En intégrant SchedMD, NVIDIA prend le contrôle de cet élément crucial de la pile logicielle HPC et IA, reliant l'accélération matérielle (via les GPU Blackwell et le réseau InfiniBand de NVIDIA) à une planification sophistiquée des tâches et à une orchestration des ressources. Cette intégration améliorera les performances pour toutes les applications, de l'entraînement de grands modèles de langage à l'exécution de simulations scientifiques critiques.

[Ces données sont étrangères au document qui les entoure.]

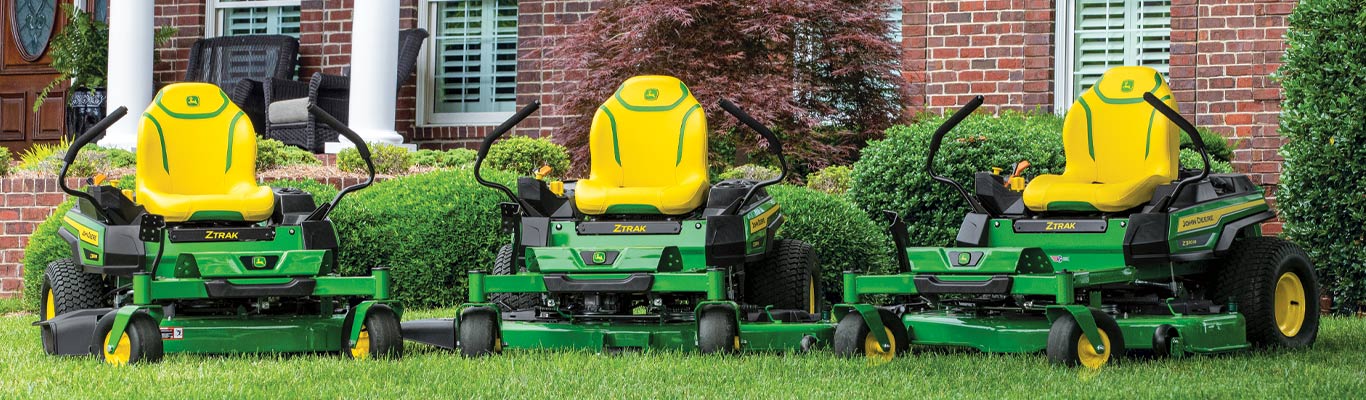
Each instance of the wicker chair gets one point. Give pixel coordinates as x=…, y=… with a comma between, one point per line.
x=235, y=62
x=332, y=93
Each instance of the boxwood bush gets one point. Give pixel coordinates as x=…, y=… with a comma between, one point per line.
x=891, y=172
x=1324, y=124
x=842, y=234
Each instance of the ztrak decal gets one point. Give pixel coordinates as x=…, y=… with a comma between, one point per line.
x=761, y=221
x=1209, y=219
x=85, y=234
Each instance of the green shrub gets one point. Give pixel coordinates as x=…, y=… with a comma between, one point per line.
x=891, y=172
x=523, y=156
x=4, y=161
x=1216, y=145
x=749, y=171
x=429, y=228
x=833, y=179
x=1324, y=124
x=1191, y=160
x=842, y=234
x=448, y=159
x=388, y=160
x=272, y=153
x=44, y=247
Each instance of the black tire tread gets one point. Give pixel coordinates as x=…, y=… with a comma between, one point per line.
x=783, y=279
x=1249, y=273
x=510, y=302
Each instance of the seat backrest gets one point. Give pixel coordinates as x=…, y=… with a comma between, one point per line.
x=193, y=141
x=1112, y=135
x=224, y=60
x=652, y=133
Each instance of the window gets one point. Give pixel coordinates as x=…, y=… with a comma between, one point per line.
x=470, y=62
x=253, y=17
x=1098, y=34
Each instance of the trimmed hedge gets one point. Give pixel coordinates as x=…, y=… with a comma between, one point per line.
x=891, y=172
x=1324, y=123
x=428, y=228
x=525, y=156
x=843, y=235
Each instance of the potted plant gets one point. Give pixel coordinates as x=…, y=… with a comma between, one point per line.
x=81, y=56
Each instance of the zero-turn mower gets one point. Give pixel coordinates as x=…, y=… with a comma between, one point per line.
x=645, y=253
x=1123, y=251
x=200, y=258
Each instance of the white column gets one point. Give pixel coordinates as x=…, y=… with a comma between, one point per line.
x=130, y=68
x=374, y=62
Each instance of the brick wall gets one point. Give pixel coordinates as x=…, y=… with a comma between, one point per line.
x=23, y=204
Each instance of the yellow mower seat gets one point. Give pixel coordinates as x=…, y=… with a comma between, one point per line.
x=1118, y=148
x=648, y=148
x=197, y=159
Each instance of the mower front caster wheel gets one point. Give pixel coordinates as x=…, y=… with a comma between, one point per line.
x=1070, y=347
x=717, y=331
x=140, y=343
x=853, y=337
x=380, y=336
x=480, y=332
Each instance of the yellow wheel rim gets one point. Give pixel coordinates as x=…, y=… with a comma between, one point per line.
x=49, y=309
x=119, y=356
x=1290, y=305
x=362, y=346
x=874, y=351
x=1088, y=355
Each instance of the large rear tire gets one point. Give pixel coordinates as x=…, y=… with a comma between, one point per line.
x=788, y=279
x=67, y=288
x=510, y=302
x=1275, y=287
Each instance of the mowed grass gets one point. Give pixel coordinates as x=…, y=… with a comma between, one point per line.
x=1335, y=367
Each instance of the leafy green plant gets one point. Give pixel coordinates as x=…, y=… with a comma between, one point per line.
x=429, y=228
x=891, y=174
x=1324, y=124
x=842, y=235
x=272, y=153
x=448, y=159
x=525, y=156
x=833, y=179
x=81, y=52
x=4, y=161
x=749, y=171
x=388, y=160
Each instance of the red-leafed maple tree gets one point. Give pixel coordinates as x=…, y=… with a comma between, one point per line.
x=821, y=73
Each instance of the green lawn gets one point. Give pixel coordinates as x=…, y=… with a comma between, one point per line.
x=1336, y=367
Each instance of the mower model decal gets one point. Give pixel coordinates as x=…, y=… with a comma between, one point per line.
x=1212, y=217
x=84, y=232
x=761, y=221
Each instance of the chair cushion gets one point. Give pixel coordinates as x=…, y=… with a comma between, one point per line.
x=648, y=148
x=288, y=111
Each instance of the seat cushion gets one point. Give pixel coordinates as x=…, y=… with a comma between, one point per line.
x=593, y=197
x=1056, y=193
x=288, y=111
x=245, y=202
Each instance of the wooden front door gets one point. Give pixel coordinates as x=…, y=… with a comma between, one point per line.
x=26, y=27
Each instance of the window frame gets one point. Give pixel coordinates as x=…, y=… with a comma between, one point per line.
x=426, y=116
x=212, y=25
x=1064, y=55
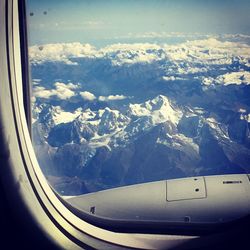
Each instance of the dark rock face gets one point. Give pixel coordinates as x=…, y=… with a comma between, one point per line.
x=189, y=126
x=159, y=129
x=67, y=185
x=238, y=131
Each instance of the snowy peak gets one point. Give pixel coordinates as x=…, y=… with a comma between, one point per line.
x=158, y=109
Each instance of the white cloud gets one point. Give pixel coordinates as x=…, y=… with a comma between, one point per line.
x=62, y=52
x=87, y=96
x=62, y=91
x=112, y=98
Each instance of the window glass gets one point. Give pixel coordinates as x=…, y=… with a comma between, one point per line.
x=128, y=92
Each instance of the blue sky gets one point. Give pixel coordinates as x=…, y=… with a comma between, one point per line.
x=106, y=21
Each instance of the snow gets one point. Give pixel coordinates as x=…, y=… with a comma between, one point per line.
x=236, y=78
x=61, y=116
x=159, y=110
x=62, y=91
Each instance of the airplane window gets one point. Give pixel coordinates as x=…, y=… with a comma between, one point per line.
x=129, y=95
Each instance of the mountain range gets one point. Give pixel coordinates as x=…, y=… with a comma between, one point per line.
x=133, y=113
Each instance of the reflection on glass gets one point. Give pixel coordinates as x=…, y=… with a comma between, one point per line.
x=126, y=92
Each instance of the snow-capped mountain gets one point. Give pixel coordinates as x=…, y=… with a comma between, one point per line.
x=131, y=113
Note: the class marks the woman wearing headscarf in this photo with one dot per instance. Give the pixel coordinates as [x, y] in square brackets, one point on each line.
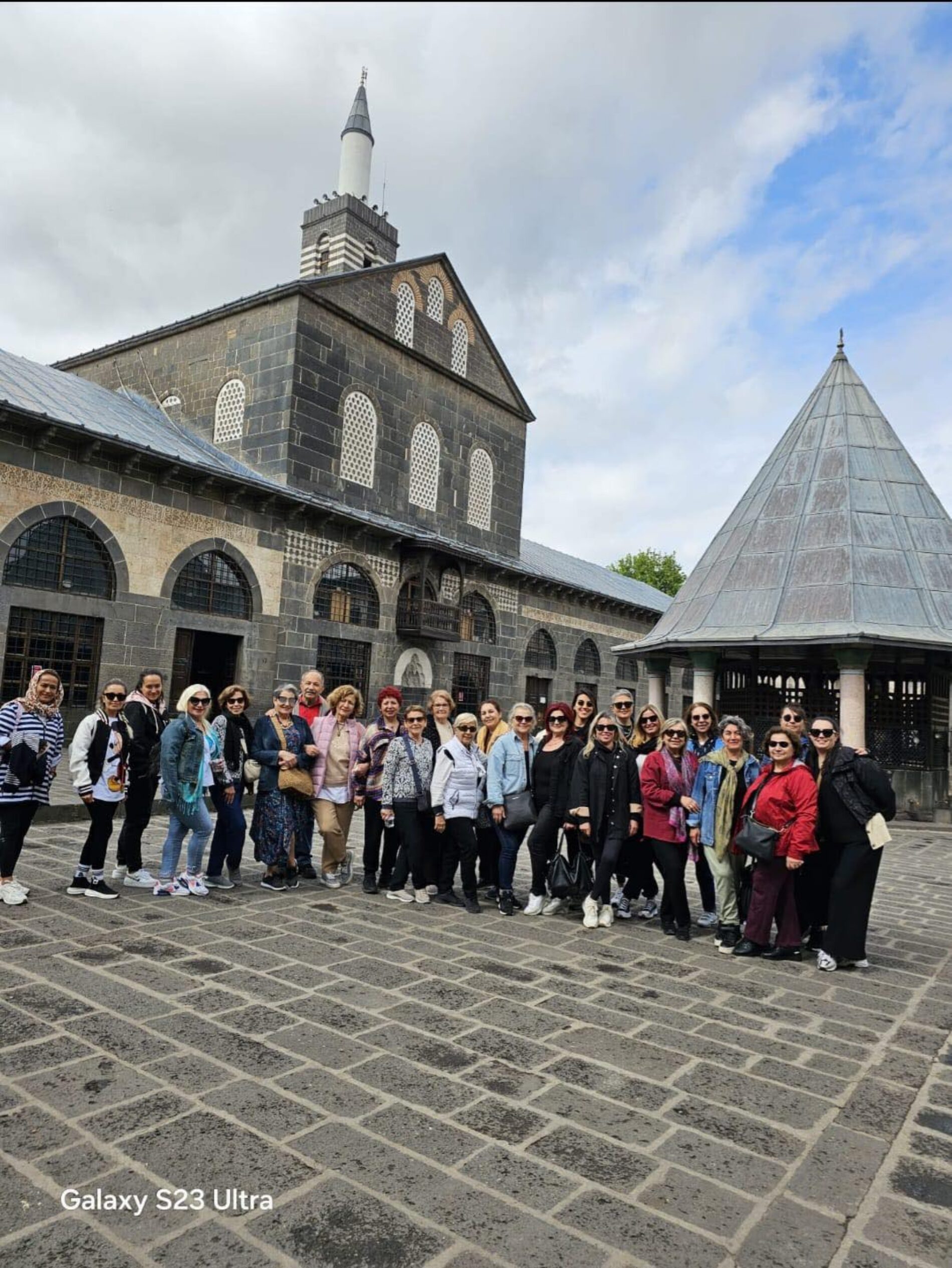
[667, 780]
[608, 800]
[723, 779]
[236, 736]
[147, 717]
[192, 764]
[99, 757]
[31, 747]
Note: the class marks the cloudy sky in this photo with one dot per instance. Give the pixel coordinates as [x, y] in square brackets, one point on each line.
[663, 214]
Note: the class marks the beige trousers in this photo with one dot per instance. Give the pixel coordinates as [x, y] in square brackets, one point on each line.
[334, 823]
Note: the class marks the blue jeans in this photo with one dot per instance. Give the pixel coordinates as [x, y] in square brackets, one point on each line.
[178, 831]
[509, 850]
[228, 838]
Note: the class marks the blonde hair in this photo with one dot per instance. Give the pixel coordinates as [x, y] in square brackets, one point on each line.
[183, 705]
[341, 694]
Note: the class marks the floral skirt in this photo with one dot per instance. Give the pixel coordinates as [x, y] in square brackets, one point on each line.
[281, 822]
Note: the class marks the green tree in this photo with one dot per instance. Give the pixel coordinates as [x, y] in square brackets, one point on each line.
[654, 568]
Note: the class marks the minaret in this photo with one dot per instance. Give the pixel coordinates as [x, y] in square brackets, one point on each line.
[343, 231]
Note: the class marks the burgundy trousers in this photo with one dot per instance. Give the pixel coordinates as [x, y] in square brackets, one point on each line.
[774, 897]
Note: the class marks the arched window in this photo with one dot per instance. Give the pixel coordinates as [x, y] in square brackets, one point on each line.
[481, 490]
[424, 466]
[460, 348]
[61, 554]
[541, 651]
[230, 412]
[434, 300]
[346, 595]
[403, 328]
[477, 623]
[587, 660]
[359, 441]
[212, 584]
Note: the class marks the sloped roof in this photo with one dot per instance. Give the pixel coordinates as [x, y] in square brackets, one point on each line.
[838, 539]
[556, 566]
[359, 117]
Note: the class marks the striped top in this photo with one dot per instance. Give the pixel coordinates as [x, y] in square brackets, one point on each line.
[35, 730]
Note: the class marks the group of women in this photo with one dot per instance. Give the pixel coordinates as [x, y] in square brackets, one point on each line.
[786, 838]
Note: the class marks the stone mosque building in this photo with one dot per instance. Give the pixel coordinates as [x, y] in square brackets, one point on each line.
[327, 473]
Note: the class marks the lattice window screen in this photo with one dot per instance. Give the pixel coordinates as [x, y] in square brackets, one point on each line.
[460, 348]
[403, 329]
[434, 300]
[424, 466]
[359, 441]
[230, 412]
[481, 490]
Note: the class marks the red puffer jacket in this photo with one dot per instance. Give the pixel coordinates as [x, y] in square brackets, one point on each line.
[788, 800]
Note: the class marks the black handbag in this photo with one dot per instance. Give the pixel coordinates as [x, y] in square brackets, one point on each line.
[520, 810]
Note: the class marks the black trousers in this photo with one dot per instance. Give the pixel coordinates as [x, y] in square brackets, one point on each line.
[139, 812]
[489, 848]
[16, 818]
[640, 874]
[459, 850]
[412, 836]
[373, 832]
[606, 848]
[543, 843]
[671, 858]
[101, 829]
[855, 868]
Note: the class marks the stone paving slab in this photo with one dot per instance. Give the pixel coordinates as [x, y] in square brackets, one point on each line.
[416, 1087]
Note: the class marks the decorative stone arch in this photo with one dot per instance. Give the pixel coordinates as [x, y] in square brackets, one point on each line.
[406, 276]
[225, 548]
[71, 510]
[459, 314]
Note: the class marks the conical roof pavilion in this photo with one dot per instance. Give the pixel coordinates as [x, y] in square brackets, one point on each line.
[840, 539]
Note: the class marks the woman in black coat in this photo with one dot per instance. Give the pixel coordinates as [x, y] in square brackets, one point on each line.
[851, 790]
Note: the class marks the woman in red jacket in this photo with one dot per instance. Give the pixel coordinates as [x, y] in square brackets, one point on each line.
[786, 800]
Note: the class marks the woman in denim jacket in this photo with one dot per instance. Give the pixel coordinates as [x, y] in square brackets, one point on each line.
[510, 771]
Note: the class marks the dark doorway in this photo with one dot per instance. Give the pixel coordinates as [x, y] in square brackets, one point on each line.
[207, 659]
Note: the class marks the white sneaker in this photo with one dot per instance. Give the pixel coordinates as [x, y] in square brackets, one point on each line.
[137, 881]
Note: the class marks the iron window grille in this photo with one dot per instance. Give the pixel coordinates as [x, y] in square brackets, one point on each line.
[58, 641]
[346, 595]
[61, 554]
[212, 584]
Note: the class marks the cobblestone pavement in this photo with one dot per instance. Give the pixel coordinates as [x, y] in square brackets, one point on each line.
[415, 1086]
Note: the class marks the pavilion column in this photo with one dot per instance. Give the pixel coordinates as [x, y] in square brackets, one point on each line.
[657, 669]
[852, 662]
[705, 669]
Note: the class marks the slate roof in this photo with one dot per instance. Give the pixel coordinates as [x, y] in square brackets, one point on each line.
[51, 396]
[838, 539]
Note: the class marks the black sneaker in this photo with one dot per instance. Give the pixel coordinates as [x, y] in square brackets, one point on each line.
[99, 889]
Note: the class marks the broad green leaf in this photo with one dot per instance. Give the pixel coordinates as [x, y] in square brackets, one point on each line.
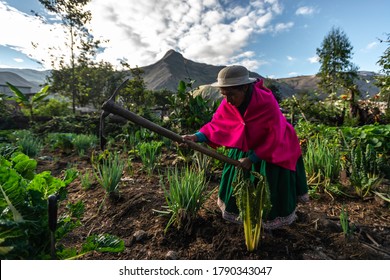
[104, 243]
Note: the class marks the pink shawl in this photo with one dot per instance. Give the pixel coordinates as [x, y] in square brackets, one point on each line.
[263, 129]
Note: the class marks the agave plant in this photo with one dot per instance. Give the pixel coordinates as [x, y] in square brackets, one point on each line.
[253, 201]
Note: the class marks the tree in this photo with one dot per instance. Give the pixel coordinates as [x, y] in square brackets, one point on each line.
[95, 82]
[384, 79]
[29, 102]
[135, 95]
[337, 73]
[81, 44]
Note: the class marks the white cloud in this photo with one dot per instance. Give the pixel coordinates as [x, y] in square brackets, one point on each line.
[290, 58]
[143, 31]
[370, 46]
[28, 30]
[314, 59]
[280, 27]
[305, 10]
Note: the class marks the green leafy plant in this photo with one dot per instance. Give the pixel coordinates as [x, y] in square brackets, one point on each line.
[63, 141]
[86, 180]
[189, 111]
[149, 153]
[185, 193]
[253, 201]
[23, 206]
[29, 103]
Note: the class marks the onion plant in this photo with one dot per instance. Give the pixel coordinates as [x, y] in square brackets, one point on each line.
[322, 162]
[364, 170]
[29, 144]
[109, 173]
[149, 153]
[253, 201]
[185, 192]
[344, 222]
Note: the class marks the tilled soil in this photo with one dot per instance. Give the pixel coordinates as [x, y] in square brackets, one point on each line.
[316, 234]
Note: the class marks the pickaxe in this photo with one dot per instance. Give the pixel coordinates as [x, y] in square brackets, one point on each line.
[110, 107]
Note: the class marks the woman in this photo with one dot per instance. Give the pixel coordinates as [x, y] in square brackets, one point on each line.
[250, 123]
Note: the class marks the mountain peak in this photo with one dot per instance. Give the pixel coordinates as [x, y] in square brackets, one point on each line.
[172, 54]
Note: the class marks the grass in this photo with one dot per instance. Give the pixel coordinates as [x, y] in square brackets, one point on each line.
[185, 192]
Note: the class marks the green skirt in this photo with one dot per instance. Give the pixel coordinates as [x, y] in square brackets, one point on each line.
[286, 187]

Danny Auble, PDG de SchedMD, a commenté l'acquisition : « Nous sommes ravis de nous associer à NVIDIA. Cette acquisition confirme pleinement le rôle crucial de Slurm dans les environnements HPC et d'IA les plus exigeants au monde. L'expertise et les investissements considérables de NVIDIA dans le calcul accéléré permettront d'optimiser le développement de Slurm — qui restera open source — afin de répondre aux besoins de la prochaine génération d'IA et de supercalcul. »
Nvidia a également affirmé : « Slurm, qui est pris en charge par le matériel Nvidia le plus récent, fait également partie de l'infrastructure critique nécessaire à l'IA générative, utilisée par les développeurs de modèles de base et les concepteurs d'IA pour gérer les besoins d'entraînement et d'inférence des modèles. »
Le fabricant de puces d'IA va étendre la portée de SchedMD à de nouveaux systèmes, permettant ainsi à ses clients de gérer plus efficacement leurs charges de travail sur l'ensemble de leur infrastructure. De plus, cette intégration leur permettra de mieux coordonner les charges de travail entre différents types de matériel et de logiciels, tout en bénéficiant des innovations continues de Slurm.
L'entreprise prévoit également de continuer à soutenir Slurm avec des services logiciels open source et des formations pour la vaste clientèle de SchedMD, qui couvre les secteurs du cloud, de l'IA, de la fabrication et de la recherche.
Nvidia a annoncé de nouveaux modèles Nano en début de semaine.
Lundi, Nvidia a dévoilé une nouvelle génération de modèles d'IA open source, conçus pour être plus rapides, plus efficaces et plus performants que leurs prédécesseurs, en réponse à la multiplication des solutions similaires en provenance de Chine. L'entreprise a présenté ses derniers modèles Nemotron pour des applications telles que l'écriture et le développement logiciel, à commencer par le lancement de Nemotron 3 Nano. Selon le fabricant de puces, le nouveau modèle Nano permet de réduire les coûts tout en améliorant la précision pour les charges de travail plus longues et plus exigeantes.
Parallèlement, Meta envisagerait de se tourner vers des modèles propriétaires, ce qui pourrait faire de Nvidia l'un des principaux fournisseurs américains d'IA open source. À ce jour, plusieurs États et agences gouvernementales américaines ont interdit les systèmes d'IA chinois pour des raisons de sécurité. La plupart de ces instances affirment que des modèles chinois sont utilisés dans les opérations militaires et de renseignement de ce pays asiatique.
Néanmoins, Kari Briski, vice-dent de l'IA générative chez Nvidia, a souligné que l'entreprise vise à fournir aux utilisateurs un modèle fiable et met à leur disposition des données et des outils d'entraînement pour les tests de sécurité et la personnalisation. « C'est pourquoi nous nous y engageons pleinement du point de vue de l'ingénierie logicielle », a-t-elle précisé.
Les actions de la société ont même progressé de 1,35 % suite à l'annonce de ses modèles d'IA open source.